As PLN readers know, Mumia has experienced censorship by various media outlets that have knuckled under to the police lobby and whacko reactionaries who are afraid of letting the public hear from articulate prisoners. In his October, 1996, column Mumia wrote about his court hearing where prison officials admitted opening, reading and copying his legal mail to and from his attorneys. Personally, I liked it and thought he made good points. Alas, prison officials at the Susanville, CA prison weren't as enthused. When PLN subscriber Ronald Alexander wrote to tell us that his October issue was censored because of Mumia's column our publisher immediately appealed
The response we received from a W. Minnick states: "We banned this issue based upon an editorial by an Abu Mumia Jamal (sic), a controversial convicted murder(sic), now on death row in Illinois for killing a peace officer. Mr. Jamal's editorial was both racially inciting (anti-white) and spoke out against law enforcement personnel. We took it to be quite inflammatory and not appropriate for the institutional setting at CCC." CDC officials upheld the censorship. Mumia is in PA and its Mumia Abu Jamal. It's amazing when different people read the same thing and draw different conclusions. I read the article several times and didn't get inflamed. The CDC reversed its censorship of the October issue as we began the litigation process.
Speaking of small minded bigots, just when we thought at least we have one non controversial columnist we received an angry reader subscription cancellation. In her February, 1997, column Laura expressed her dismay at the silence of many in the Jewish community after the Israeli supreme court announced the torture of Palestinian prisoners was acceptable. A Florida reader wrote in and asked us to print her defense of Zionism. We declined to do so because philosophical discussions on Zionism are beyond PLN's scope of prison issues. In any case, we don't think that the judicially sanctioned torture of prisoners is defensible under any circumstances. In a rather hysterical and abusive letter the reader canceled her subscription to PLN and in the process accused PLN's editors of being anti-Semitic and stated that Laura's article would increase attacks on Jewish prisoners in the U.S. by upsetting indignant racists who read Laura's column. Some things are too stupid to merit a response, and this is one of them.
Just as we would, and should, be outraged if the U.S. supreme court issued a ruling saying it was okay for police to torture only black prisoners we are indignant and outraged that the Israeli supreme court did just that.

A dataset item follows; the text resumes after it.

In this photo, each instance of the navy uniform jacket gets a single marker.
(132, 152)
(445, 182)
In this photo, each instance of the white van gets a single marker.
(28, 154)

If anything, Laura's column didn't go far enough by pointing out the Landau commission officially sanctioned the torture of Palestinians in 1987 and the high court merely rubber stamped long standing government policy. Several other readers have written in to express their appreciation for our columnists' articles. So a big thank you to John, Laura and Mumia for taking their time to write a quarterly column for PLN.
We are pleased at the fact our columnists are getting people to think. If we lose a few subscribers along the way that's unfortunate. We don't tell our columnists what to write nor do we censor their columns. What you see in PLN's pages is what they write for us. As always, we welcome feedback from our readers, so let us know what you would like to see in PLN and any suggestions about our coverage. Enjoy this issue of PLN.